Добравшись примерно до середины болотца, Темногорская рухнула лицом вниз и шумно завозилась, силясь встать на ноги. Когда она подняла перепачканную грязью и тиной голову, Антонов выстрелил в воду перед ее лицом.
Истошно вопя, Темногорская преодолела еще несколько метров на четвереньках. За ней оставался черный, пузырящийся, дурно пахнущий след.
Поднеся ко рту отключенный телефон, Антонов взволнованно произнес:
— Внимание, внимание! Она завела меня в топь. Преследование продолжать невозможно, сильно засасывает. Высылайте вертолет, высылайте вертолет. Как слышите?
Что касается Темногорской, то она услышала. Яростно раскачиваясь из стороны в сторону и расставив руки, как эквилибрист, она сделала три или четыре шага вперед, после чего то ли упала на колени, то ли провалилась по пояс.
— Приплыла, — сказал ей Антонов, остановившийся на краю болота.
— А-а-а! А-а-а!
Вопя, как резанная, Темногорская продвинулась на метр, максимум на полтора, и тут силы покинули ее окончательно. Снова упав лицом в грязь, она возилась там, как смертельно раненый зверь. Подняться ей было не суждено. То ли захлебнулась, то ли сердце не выдержало — Антонова это абсолютно не волновало.
Он простоял на берегу еще минут пять, пока не стало совершенно очевидно, что Темногорской пришел конец. Абсолютно неподвижная, в мокром камуфляже, она сливалась с грязью, которую взбаламутила вокруг себя. Над ней вился рой гнуса, похожий на дым.

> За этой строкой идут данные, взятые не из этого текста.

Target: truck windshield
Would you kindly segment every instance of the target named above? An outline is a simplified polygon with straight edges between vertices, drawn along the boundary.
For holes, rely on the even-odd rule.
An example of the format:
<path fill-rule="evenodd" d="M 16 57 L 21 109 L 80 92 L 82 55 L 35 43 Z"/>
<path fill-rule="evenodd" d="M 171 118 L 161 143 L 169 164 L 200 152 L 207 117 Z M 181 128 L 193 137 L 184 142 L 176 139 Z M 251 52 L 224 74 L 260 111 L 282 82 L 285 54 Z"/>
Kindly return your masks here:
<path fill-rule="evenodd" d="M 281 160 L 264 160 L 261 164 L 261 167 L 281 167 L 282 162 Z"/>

Доплюнуть до нее не сумел бы даже рекордсмен Книги Гиннесса, но Антонов все же попытался. Потом сел на траву, уставился на мобильник и стал вспоминать номер телефона той самой брюнетки, свидание с которой сорвалось в позапрошлый уик-энд.
Что он скажет ей? Да ничего особенного. Мол, завтра буду дома, собираюсь взять два дня отгулов. Приезжай, мол. У меня шампанское вторую неделю в морозилке охлаждается, как бы не выдохлось. Уже выдохлось? Что ж, тем лучше. Ну его к лешему, этот «Дом Периньон».
Нам подавай что-нибудь покрепче. Погорячее. Пожестче. Мы родом из России, или как?